Monday, July 29, 2013

The Power of Free Association

The drift towards tyranny is always with us; like gravity, there is always some man or idea spreading an attracting field. Energy is always necessary to preserve a people from being pulled into the tyrant's orbit.

Anne Applebaum, the talented columnist for the Washington Post and Slate, has a new book out called "Iron Curtain." It details Stalin's dynastic efforts in Eastern Europe, first as a Nazi partner then as an independent totalitarian contractor. It contains some interesting observations on tyranny as practiced by real experts, first Hitler, then Stalin. Hidden in it is some practical advice for free people.

The historian Stuart Finkel had the startling observation that communists have always acted more forcibly to undermine free association than to undermine free enterprise. When Lenin launched the New Economic Plan in the 1920sApplebaum notes, the "systematic destruction of literary, philosophical, and spiritual societies continued unabated." Similarly, in Poland under the Nazis, Germany's war aims were not completely military."The object of the German occupation of Poland," she writes, "had been to destroy Polish civilization." After signing a pact to divide up the region between them, both Hitler and Stalin invaded Poland in September 1939.  Under Hitler, much of the country's upper class was executed or sent to concentration camps. Stalin recognized a master when he saw him. The Soviets committed Nazi-style mass murders, most infamously the Katyń Forest massacre, which saw 22,000 Polish officers and other prisoners of war executed. "The Soviet Union and Nazi Germany were, for twenty-two months, real allies," Applebaum writes. At the end of the war, there was almost literally nothing left of Warsaw.

After the war, the Soviets in Poland continued this broad cultural warfare. They attacked anti-Nazi groups(!), the Polish Boy Scouts for example. Catholic Church groups were a high priority with their close knit communities and their international connections. Some organizations were absorbed. The Polish Women's League, a group of earnest volunteers set up to feed refugees in train stations, were infiltrated by Soviet bureaucrats and turned into a mouthpiece for party dogma.
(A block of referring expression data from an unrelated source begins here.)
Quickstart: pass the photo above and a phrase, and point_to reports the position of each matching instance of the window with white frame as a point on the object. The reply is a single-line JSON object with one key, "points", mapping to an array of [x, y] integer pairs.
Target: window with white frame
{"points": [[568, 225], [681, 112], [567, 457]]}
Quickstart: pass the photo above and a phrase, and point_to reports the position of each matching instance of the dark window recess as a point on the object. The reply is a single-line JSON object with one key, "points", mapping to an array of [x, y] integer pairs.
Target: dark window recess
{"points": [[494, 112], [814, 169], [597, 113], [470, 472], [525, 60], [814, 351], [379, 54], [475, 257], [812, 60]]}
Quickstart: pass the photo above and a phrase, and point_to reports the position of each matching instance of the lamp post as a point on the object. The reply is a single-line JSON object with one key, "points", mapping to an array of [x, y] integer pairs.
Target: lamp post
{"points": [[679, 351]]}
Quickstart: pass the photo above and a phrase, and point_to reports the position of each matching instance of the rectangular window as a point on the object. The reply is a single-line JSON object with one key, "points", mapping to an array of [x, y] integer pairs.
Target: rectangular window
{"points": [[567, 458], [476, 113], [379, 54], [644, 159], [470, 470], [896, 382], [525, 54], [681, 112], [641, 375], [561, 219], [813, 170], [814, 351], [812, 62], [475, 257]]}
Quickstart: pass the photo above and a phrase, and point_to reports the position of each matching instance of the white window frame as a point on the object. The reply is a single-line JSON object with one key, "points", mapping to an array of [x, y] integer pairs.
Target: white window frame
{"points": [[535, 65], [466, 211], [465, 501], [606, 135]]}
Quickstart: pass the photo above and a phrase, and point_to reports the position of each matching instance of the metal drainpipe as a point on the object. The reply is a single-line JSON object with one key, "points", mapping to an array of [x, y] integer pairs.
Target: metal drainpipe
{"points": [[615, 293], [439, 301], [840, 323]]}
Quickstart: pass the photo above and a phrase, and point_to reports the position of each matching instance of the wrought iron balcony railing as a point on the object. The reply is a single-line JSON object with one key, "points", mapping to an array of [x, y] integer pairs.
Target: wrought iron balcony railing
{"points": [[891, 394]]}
What Hitler, and Stalin later, were doing in Eastern Europe was not an attempt at simple military victory. Both were attempting to destroy a people, to obliterate the social fabric, to deconstruct the very infrastructure that people used to live and work. Why? Because tyranny can be resisted by a people who see themselves as a people, as an entity. The nucleus of a "people" is hard to control.  

Finkle's observation should not be forgotten: Free association is much more dangerous to tyranny than free enterprise. Watch leaders very closely when they try to discourage cohesion in a people.